Giulia Essyad (*1992) explore la représentation du corps humain, en particulier dans des œuvres de la culture populaire telles que les films Avatar et Charlie et la chocolaterie, ainsi que les figures de la période bleue de Picasso. Essyad analyse spécifiquement la manière dont le corps humain devient le sujet de discussion, de transformation, de célébration, et parfois même un champ de bataille au sein des espaces sociaux en ligne dominés par une culture où l'image prédomine. La couleur bleue appliquée au corps en tant que symbole d'aliénation et d'altérité est un élément récurrent dans les œuvres d'Essyad, tout comme le motif de l '« Inflation de Myrtilles », une transformation subie par le personnage Violet Beauregarde dans l'usine de chocolat de Willy Wonka, qui a depuis acquis une base de fans mondiale. Dans le cas de l'œuvre d'Essyad, le corps et ses transformations représentent une réappropriation du corps contre les idéaux de perfection imposés par la société de consommation. Par exemple, dans l'œuvre intitulée blueberry.inflation.v1.2 (2021), la transformation du corps de l'artiste en une myrtille juteuse ne vise pas à refléter l'avertissement moral du film qui a inspiré à l'origine cette métamorphose, mais offre plutôt un hommage à une base de fans de niche qui embrasse et célèbre le corps opulent dans toute sa gloire érotique et plaisante.
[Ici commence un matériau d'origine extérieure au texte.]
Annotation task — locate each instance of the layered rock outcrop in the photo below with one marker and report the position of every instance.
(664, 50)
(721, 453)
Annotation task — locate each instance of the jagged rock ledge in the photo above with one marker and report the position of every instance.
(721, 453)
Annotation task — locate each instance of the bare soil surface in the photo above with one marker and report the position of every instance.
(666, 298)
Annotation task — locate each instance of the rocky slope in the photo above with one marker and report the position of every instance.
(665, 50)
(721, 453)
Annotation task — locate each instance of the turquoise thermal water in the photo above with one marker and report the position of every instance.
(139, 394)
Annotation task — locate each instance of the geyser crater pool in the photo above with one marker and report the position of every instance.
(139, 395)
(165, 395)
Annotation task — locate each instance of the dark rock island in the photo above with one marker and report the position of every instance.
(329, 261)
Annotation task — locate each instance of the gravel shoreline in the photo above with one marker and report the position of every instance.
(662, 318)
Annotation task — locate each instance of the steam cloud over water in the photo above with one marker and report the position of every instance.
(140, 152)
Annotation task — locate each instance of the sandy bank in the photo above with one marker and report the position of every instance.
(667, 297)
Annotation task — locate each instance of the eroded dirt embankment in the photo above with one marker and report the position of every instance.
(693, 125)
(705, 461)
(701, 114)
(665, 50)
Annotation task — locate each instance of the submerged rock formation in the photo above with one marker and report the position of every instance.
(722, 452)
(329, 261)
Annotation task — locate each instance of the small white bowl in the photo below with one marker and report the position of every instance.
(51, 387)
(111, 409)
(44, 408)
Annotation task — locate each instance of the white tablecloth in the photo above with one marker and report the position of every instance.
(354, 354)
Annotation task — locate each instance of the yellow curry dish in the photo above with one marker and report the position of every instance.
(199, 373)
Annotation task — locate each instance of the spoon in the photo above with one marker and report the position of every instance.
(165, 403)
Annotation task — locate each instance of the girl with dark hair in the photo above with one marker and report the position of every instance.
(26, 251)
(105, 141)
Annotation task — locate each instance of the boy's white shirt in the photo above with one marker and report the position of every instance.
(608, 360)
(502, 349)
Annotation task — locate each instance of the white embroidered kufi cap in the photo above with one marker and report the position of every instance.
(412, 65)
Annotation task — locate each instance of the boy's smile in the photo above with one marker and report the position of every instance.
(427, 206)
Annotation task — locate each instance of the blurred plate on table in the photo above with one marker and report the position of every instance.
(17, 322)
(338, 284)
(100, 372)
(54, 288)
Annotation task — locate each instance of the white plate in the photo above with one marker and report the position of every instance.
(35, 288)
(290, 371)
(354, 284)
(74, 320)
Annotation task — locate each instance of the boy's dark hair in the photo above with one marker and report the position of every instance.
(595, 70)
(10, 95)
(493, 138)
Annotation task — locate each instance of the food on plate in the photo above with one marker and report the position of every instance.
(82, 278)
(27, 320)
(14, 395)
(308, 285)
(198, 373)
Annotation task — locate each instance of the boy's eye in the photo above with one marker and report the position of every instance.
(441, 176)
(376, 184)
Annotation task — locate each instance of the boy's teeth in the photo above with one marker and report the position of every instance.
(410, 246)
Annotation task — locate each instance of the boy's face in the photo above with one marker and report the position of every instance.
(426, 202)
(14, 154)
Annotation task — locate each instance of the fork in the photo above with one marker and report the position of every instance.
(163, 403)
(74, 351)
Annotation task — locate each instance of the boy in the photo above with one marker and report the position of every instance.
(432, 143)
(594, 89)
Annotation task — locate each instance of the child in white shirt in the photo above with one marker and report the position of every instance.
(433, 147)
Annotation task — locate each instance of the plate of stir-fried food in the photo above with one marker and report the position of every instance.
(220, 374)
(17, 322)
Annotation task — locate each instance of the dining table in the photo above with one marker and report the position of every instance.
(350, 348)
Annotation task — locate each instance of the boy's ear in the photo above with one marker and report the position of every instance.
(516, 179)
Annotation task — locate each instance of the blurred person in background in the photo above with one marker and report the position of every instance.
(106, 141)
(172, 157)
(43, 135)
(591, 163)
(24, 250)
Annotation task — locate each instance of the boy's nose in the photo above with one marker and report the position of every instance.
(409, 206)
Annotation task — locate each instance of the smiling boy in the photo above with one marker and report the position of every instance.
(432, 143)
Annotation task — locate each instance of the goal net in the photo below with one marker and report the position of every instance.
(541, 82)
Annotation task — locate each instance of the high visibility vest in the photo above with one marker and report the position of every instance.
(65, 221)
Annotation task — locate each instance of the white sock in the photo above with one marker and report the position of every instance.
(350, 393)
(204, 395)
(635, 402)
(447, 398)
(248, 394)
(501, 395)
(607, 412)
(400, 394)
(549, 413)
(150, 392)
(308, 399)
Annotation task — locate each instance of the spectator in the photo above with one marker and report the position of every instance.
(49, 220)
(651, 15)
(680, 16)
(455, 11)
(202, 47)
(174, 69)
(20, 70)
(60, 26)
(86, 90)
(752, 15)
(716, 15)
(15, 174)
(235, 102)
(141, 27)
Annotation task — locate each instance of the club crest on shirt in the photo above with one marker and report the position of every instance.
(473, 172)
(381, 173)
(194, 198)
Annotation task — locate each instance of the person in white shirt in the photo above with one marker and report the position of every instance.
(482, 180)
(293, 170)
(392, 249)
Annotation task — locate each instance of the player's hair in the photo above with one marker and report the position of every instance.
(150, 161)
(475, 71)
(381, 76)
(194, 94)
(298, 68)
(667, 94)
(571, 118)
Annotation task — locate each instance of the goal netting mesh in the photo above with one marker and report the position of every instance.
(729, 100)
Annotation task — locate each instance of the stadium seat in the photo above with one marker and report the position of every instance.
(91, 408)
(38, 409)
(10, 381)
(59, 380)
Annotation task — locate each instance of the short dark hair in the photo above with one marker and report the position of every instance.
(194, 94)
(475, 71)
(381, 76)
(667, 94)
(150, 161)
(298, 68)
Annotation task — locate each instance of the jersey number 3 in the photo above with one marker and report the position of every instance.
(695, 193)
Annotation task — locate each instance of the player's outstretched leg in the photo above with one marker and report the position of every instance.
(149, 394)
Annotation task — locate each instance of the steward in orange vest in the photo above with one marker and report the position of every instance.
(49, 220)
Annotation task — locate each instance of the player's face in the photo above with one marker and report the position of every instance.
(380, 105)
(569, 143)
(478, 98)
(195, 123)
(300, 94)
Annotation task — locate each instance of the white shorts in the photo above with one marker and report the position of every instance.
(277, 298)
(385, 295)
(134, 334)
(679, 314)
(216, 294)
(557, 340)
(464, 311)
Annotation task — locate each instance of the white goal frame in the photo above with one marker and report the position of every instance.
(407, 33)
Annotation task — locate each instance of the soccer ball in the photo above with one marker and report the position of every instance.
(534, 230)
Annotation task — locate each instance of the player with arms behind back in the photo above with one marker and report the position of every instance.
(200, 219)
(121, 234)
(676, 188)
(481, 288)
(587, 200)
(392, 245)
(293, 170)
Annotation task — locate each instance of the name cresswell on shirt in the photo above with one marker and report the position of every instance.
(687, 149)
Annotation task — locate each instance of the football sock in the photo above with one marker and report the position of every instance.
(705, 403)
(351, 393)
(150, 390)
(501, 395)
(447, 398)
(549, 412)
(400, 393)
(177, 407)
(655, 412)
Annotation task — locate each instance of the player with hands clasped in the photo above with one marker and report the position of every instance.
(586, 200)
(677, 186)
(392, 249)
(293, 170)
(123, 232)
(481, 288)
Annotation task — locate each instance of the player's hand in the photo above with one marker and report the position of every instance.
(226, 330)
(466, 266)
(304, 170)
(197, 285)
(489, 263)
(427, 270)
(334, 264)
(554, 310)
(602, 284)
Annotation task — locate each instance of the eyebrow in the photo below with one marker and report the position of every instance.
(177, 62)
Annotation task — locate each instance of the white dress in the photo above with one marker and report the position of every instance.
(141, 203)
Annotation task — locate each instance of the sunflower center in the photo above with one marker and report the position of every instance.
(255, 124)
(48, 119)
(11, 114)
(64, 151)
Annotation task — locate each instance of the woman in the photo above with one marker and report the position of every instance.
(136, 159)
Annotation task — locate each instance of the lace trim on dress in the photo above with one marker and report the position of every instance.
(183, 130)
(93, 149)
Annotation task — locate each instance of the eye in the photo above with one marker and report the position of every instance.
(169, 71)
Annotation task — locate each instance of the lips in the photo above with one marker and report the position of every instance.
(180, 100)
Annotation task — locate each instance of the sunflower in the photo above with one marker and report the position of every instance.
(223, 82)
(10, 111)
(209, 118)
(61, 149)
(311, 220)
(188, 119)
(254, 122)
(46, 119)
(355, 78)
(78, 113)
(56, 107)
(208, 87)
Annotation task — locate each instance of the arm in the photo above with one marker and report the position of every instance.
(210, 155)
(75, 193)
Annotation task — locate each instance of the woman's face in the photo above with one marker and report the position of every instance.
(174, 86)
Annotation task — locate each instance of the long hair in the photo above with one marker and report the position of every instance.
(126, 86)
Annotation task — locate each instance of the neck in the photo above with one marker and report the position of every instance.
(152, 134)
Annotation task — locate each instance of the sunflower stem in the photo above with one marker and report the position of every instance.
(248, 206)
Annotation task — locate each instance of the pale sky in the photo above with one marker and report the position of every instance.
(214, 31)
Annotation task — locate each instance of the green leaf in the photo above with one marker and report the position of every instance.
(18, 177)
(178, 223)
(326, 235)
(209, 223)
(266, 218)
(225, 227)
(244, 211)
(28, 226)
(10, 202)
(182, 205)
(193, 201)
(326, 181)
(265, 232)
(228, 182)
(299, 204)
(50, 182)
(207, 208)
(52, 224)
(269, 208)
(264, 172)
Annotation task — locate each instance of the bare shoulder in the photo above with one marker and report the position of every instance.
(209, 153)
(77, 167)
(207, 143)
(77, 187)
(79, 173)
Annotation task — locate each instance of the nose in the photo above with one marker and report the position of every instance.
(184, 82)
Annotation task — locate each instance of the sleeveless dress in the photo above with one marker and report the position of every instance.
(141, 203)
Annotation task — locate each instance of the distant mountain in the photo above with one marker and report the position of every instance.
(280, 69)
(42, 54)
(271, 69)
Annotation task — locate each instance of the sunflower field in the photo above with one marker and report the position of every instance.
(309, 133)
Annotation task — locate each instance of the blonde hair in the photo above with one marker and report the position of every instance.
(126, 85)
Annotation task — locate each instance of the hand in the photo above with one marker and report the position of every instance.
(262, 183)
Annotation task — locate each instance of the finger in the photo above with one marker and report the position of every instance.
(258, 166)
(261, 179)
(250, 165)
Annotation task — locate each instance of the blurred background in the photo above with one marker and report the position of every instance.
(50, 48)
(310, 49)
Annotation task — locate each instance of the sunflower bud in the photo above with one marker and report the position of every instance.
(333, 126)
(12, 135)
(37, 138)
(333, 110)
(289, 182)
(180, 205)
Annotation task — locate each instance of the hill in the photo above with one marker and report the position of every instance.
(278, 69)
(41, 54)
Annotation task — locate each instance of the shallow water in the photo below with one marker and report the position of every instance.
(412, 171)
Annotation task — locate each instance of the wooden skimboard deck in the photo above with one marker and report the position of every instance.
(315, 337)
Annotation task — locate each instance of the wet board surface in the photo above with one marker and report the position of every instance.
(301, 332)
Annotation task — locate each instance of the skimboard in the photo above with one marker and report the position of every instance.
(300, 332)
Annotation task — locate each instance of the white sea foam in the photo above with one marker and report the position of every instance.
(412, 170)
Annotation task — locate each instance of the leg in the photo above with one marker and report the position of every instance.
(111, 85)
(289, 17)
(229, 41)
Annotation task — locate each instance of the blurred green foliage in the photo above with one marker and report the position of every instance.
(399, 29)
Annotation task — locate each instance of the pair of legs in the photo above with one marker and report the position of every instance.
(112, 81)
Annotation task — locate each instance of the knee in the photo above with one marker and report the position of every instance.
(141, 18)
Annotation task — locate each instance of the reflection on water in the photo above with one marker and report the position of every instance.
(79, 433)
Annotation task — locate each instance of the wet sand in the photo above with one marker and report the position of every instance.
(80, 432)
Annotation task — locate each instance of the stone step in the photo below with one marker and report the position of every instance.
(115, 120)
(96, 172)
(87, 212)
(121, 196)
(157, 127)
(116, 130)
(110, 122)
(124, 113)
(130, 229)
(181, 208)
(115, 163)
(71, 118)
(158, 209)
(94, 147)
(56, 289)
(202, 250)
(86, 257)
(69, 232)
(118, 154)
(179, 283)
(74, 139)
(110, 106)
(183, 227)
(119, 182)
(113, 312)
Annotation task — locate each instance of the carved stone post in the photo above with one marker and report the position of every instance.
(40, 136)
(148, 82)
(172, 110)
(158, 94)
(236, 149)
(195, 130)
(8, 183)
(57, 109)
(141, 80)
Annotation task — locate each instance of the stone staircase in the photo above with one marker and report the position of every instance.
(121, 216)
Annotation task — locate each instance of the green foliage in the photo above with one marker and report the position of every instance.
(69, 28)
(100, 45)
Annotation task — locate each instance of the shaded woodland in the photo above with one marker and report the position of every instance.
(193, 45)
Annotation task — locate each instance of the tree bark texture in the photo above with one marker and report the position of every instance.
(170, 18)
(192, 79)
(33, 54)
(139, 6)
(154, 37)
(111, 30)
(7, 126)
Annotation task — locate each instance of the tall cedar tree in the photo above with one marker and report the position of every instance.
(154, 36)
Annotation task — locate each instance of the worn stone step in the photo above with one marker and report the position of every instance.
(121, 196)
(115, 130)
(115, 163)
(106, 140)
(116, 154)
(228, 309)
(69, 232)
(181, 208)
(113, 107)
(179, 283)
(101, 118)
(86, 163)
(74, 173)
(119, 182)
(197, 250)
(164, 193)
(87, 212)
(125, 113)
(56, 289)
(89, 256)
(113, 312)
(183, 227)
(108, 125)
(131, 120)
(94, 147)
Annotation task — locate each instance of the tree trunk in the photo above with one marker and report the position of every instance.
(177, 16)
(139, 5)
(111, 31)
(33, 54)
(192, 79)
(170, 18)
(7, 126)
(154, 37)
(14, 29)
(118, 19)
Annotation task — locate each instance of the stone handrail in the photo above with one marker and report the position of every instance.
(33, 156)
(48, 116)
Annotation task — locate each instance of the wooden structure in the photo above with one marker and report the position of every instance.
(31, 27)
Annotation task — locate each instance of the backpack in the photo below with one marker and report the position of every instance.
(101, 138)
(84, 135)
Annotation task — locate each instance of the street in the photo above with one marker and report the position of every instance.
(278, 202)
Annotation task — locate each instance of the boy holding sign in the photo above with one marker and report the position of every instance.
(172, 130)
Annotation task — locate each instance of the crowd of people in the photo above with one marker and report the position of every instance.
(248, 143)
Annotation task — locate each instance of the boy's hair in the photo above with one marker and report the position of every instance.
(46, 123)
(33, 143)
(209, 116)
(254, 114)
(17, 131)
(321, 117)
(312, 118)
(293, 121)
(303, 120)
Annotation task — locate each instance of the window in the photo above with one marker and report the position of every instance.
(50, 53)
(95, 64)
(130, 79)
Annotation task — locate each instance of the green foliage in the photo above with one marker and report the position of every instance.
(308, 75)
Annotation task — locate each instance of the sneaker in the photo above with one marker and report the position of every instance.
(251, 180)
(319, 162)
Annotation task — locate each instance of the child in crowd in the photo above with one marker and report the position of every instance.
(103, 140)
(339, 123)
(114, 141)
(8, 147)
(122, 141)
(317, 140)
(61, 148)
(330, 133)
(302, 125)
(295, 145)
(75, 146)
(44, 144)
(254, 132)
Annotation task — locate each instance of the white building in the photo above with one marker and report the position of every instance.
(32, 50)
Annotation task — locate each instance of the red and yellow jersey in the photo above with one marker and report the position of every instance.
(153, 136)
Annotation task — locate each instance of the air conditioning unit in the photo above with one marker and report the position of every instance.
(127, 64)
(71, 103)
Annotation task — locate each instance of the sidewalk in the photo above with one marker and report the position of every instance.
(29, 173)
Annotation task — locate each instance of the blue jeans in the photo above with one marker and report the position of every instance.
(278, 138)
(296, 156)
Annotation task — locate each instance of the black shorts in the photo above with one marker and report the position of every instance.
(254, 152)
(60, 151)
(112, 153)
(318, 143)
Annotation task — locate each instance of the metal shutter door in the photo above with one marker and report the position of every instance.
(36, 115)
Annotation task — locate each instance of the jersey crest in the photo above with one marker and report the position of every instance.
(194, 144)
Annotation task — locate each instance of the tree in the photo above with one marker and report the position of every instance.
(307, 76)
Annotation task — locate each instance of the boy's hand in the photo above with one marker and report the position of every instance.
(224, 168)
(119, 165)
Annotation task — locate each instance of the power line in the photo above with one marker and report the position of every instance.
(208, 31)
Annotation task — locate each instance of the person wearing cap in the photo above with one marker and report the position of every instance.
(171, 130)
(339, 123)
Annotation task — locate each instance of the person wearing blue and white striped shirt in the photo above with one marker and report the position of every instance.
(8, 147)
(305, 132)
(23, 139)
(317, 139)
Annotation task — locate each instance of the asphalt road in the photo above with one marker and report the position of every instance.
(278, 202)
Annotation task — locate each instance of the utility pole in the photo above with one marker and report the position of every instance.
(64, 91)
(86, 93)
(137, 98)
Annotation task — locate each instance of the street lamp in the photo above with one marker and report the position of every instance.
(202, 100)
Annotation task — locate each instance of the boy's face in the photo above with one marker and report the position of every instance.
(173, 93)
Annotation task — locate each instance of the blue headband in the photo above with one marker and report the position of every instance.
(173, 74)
Dans l'œuvre de science-fiction satirique BLUEBOT (2021), un robot bleu est le survivant d'une société matriarcale passée, en contraste avec la société telle que nous la connaissons aujourd'hui. De même, l'œuvre Familiar (2019) aborde de manière ludique l'appropriation de coutumes et de traditions considérées comme exotiques par la culture coloniale. Le jury reconnaît la cohérence et l'acuité avec lesquelles Giulia Essyad aborde le thème du corps dans ses œuvres, qui vont de la performance à la poésie et à l'art visuel.